Throughout, Bartlett's dictionary has the advantage in the exactness with which quotations and references are given. Rev. Mr. Woods says in his preface: "Except in the case of quotations from Shakespeare, the editor has quoted only the names of the authors or the books from which they are taken, or has not,
as might be expected of him, supplied either chapter or verse, because he did not think it worth the labor and expense that would have been involved." It may be doubted whether those who use the book will agree with Mr. Wood in this. Not only is it desirable to trace a quotation to its source, and make certain of its exact form, but it is often important to know the context in which the quotation originally appeared. Bartlett always gives exact references, as, for example: "Canterbury Tales. Troilus and Creseide.

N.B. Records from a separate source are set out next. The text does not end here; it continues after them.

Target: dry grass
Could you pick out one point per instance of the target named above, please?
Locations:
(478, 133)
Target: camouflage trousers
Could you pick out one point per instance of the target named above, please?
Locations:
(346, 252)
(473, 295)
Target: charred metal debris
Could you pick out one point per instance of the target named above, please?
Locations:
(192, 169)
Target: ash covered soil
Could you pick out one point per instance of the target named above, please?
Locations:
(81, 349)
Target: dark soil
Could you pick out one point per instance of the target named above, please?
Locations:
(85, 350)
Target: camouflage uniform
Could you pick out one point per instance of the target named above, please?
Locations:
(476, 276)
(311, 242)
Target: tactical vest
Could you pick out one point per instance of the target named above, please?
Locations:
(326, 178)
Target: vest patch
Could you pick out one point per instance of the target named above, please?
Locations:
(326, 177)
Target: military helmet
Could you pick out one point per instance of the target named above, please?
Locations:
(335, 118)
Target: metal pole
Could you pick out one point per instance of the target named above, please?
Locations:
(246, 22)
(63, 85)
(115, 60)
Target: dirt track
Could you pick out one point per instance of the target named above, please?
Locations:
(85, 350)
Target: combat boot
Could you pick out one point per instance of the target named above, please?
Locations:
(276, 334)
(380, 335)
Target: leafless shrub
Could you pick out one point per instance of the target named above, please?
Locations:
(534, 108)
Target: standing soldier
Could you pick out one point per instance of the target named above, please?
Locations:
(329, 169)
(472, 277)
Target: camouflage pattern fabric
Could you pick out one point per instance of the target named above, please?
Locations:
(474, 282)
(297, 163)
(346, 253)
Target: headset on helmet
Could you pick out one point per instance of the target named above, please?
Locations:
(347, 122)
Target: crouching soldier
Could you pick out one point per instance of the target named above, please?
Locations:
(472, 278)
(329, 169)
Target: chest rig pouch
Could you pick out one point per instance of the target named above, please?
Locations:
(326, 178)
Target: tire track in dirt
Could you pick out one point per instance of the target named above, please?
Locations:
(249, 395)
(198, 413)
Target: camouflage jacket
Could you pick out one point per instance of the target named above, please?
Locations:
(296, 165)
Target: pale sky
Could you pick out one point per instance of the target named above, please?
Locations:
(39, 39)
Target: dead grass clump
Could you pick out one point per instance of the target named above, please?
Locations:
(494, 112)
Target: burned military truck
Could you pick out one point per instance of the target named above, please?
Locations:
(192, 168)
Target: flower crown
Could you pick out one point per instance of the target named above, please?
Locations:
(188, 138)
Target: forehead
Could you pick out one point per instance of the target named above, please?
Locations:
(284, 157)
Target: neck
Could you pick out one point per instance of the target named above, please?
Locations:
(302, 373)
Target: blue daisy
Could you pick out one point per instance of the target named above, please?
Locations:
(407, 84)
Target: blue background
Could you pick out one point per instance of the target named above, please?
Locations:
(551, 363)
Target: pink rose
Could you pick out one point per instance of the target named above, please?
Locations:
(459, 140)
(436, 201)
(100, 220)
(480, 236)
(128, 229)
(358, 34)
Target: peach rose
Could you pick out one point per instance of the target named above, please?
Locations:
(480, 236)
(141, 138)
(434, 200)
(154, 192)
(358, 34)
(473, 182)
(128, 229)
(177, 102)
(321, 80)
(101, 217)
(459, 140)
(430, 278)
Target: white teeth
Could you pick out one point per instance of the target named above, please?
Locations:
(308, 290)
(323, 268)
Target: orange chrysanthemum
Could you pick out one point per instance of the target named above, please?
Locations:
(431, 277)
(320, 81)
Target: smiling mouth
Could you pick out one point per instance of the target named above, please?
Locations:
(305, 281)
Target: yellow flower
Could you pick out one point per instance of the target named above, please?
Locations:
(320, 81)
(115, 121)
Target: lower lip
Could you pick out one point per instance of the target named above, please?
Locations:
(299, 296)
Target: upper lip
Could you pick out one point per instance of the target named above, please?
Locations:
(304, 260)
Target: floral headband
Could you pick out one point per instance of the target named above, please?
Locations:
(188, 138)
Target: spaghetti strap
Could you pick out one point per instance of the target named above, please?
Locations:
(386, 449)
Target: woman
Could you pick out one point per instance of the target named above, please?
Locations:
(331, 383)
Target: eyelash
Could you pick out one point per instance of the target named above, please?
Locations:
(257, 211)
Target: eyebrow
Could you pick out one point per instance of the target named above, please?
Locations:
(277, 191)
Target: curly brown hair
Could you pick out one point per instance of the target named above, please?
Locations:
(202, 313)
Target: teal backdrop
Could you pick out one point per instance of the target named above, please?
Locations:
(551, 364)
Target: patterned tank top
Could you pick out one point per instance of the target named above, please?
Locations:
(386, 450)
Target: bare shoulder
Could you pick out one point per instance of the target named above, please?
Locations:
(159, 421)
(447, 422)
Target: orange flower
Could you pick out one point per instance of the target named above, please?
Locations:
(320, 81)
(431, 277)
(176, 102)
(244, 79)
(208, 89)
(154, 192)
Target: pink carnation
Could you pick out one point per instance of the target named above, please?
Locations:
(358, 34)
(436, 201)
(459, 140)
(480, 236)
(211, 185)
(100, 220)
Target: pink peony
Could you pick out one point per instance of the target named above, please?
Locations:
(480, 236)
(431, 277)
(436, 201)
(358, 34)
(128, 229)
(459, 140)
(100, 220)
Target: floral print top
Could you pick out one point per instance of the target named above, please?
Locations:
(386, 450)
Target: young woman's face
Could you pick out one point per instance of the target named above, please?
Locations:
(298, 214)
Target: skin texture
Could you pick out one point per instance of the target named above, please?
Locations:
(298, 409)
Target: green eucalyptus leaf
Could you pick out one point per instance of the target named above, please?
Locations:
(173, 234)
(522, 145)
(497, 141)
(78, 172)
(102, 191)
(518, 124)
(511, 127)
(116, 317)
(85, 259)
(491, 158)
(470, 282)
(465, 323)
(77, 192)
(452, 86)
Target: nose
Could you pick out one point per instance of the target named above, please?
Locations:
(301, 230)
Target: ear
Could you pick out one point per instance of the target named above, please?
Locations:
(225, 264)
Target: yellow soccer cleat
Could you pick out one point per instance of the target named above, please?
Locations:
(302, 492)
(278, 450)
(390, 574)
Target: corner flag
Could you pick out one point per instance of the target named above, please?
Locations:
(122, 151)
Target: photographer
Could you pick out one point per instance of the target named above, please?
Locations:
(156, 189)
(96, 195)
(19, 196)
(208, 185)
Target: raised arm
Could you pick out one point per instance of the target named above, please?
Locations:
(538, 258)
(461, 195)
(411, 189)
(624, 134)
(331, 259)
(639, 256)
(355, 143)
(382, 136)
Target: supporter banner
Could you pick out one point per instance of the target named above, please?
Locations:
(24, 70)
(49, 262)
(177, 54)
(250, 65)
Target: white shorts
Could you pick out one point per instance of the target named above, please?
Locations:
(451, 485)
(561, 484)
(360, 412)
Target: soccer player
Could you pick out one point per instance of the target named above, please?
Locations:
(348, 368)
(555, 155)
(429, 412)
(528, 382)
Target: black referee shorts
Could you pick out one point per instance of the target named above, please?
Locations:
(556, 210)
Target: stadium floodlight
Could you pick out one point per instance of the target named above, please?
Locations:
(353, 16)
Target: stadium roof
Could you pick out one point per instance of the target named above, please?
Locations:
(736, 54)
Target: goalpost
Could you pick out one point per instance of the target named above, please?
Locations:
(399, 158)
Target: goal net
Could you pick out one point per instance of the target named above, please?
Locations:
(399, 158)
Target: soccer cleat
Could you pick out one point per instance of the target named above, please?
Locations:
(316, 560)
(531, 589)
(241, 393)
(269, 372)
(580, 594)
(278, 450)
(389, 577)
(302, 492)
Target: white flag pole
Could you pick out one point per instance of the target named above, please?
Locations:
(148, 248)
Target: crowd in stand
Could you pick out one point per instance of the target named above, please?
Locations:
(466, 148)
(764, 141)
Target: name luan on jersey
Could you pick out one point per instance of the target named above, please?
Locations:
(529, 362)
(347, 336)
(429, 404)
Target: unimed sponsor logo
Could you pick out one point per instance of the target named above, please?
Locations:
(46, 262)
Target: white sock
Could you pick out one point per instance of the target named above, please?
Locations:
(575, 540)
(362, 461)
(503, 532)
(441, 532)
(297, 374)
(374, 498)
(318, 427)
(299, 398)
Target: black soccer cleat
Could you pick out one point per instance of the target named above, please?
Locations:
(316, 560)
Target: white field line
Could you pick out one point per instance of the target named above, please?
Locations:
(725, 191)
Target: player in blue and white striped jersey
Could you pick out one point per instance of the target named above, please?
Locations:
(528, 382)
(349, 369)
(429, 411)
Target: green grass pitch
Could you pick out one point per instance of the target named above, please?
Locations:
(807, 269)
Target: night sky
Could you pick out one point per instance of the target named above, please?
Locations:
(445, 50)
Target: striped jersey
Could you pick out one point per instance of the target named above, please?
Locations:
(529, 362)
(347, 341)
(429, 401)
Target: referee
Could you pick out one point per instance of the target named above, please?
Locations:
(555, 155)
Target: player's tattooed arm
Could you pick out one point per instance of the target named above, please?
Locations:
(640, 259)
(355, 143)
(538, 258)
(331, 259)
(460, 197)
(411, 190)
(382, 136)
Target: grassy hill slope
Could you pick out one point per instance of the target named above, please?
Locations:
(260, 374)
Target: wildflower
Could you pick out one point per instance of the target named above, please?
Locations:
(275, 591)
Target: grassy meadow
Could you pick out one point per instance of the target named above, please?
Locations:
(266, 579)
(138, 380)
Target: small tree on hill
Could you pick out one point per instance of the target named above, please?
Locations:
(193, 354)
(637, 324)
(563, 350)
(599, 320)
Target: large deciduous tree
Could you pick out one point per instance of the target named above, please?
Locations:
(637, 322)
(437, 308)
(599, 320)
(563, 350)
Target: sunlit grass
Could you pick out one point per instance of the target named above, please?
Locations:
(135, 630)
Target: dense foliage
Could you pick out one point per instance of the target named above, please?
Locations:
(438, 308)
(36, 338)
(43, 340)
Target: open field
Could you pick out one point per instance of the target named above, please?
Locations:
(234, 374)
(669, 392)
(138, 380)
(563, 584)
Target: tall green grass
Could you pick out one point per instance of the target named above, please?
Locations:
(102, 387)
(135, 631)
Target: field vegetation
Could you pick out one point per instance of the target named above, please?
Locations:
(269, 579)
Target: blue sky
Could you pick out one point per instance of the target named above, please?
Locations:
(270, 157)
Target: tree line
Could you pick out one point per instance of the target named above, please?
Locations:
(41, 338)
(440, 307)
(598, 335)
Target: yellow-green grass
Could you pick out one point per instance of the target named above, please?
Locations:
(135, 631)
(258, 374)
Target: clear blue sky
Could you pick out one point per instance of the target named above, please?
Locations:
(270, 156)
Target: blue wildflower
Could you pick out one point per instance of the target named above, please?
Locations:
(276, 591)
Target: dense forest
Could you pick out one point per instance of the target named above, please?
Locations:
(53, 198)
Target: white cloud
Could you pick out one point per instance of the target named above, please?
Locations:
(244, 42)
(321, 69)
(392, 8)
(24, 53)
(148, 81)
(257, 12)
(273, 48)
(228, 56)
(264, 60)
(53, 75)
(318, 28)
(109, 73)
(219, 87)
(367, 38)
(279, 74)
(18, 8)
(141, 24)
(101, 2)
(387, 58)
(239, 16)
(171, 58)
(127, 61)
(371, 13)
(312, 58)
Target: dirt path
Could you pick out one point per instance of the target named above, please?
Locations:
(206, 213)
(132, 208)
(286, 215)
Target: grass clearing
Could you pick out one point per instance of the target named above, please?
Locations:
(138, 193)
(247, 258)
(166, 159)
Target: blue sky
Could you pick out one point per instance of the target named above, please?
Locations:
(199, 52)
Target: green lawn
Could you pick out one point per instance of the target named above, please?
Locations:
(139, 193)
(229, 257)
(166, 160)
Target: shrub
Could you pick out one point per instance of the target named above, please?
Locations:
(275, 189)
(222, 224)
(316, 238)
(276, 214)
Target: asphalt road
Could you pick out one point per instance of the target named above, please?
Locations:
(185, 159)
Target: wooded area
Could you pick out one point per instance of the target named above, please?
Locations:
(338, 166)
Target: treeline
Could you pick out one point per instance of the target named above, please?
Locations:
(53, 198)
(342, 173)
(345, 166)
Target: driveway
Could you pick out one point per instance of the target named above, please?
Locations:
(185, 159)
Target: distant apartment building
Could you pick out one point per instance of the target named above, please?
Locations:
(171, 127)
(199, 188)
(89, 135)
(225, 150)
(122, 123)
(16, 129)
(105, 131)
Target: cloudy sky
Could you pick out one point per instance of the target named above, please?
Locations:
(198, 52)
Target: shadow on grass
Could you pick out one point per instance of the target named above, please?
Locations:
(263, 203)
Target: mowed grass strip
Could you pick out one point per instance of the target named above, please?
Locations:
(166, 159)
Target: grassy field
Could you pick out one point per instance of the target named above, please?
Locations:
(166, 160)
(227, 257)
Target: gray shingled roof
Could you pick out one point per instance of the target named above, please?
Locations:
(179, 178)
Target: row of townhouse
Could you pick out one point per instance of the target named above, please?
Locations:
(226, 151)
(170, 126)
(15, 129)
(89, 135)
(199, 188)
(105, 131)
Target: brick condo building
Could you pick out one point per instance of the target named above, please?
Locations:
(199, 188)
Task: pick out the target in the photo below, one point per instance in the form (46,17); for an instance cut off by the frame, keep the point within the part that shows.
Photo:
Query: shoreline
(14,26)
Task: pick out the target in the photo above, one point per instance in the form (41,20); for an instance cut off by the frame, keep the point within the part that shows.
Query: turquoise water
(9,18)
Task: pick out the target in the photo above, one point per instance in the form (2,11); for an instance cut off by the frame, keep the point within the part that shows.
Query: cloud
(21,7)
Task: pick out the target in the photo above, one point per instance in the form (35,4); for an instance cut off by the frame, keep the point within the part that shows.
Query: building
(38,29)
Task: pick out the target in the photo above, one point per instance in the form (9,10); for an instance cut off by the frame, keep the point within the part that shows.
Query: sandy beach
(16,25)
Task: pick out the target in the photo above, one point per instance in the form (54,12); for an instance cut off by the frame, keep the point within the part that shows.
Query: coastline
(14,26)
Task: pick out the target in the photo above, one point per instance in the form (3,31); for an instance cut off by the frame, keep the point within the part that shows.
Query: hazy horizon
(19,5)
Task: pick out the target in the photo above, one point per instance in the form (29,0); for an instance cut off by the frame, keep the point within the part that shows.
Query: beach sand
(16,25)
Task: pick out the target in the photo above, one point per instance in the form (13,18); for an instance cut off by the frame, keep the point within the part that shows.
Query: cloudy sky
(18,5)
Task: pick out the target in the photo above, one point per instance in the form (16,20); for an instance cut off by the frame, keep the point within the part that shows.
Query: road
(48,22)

Book III. Line 1721." His quotations, too, are generally more exact than those of Mr. Wood.
The greatest usefulness of Wood's dictionary comes from the fact that it has a broader plan than Bartlett's, including quotations, in the original, from Latin, Greek, French, German, Italian, and other languages, as well as English.. "Gnothi seauton," for example, is given in Greek, while in Bartlett only the translation, "Know thyself," is indexed. In Bartlett, however, the use of the idea by Pope and Cervantesis quoted, while under the passage from Plutarch's "Consolation to Apollonius" containing it is a foot-note saying: "Plutarch ascribes this saying to Plato. It is also ascribed to Pythagoras, Chilo, Thales, Cleobulus, Bias, and Socrates; also to Phemonë, a mythical Greek. poetess of the ante-Homeric period. Juvenal (Satire xi, 27) says that this precept descended from heaven." Bartlett, in short, gives more information about the phrase, but Wood gives the original Greek, which Bartlett does not. In the same way, Wood's dictionary includes the French, "Rira bien qui rira le dernier " ("He laughs best who laughs last"), while Bartlett does not mention even the English saying, his nearest approach to it being Othello's They laugh that win," which Wood also gives.
As Rev. Mr. Wood is an Englishman, it is, perhaps, not strange that his dictionary makes no mention of the familiar, "First in war, first in peace, and first in the hearts of his countrymen." Bartlett, on the other hand, quotes the phrase from the memoirs of Colonel Henry Lee (1756-1816), as it was spoken in Lee's eulogy of Washington, December 26, 1799, and in a foot-note gives further information regarding the quotation and its origin.
As a final example of the way in which Mr. Wood's index works, may be cited his treatment of the phrase which ought to be engraved deep in every writer's memory: Easy writing's curst hard reading." In Wood's dictionary the index entry is :
Writing, advantage of, 369, 9; art of, secret of, 53, 9; benefit to few, 469, 6; clear, condition of, 554, 30; condition of,. 305, 23; ease in, how acquired, 449, 45; easy, Sheridan on, 568, 6; etc.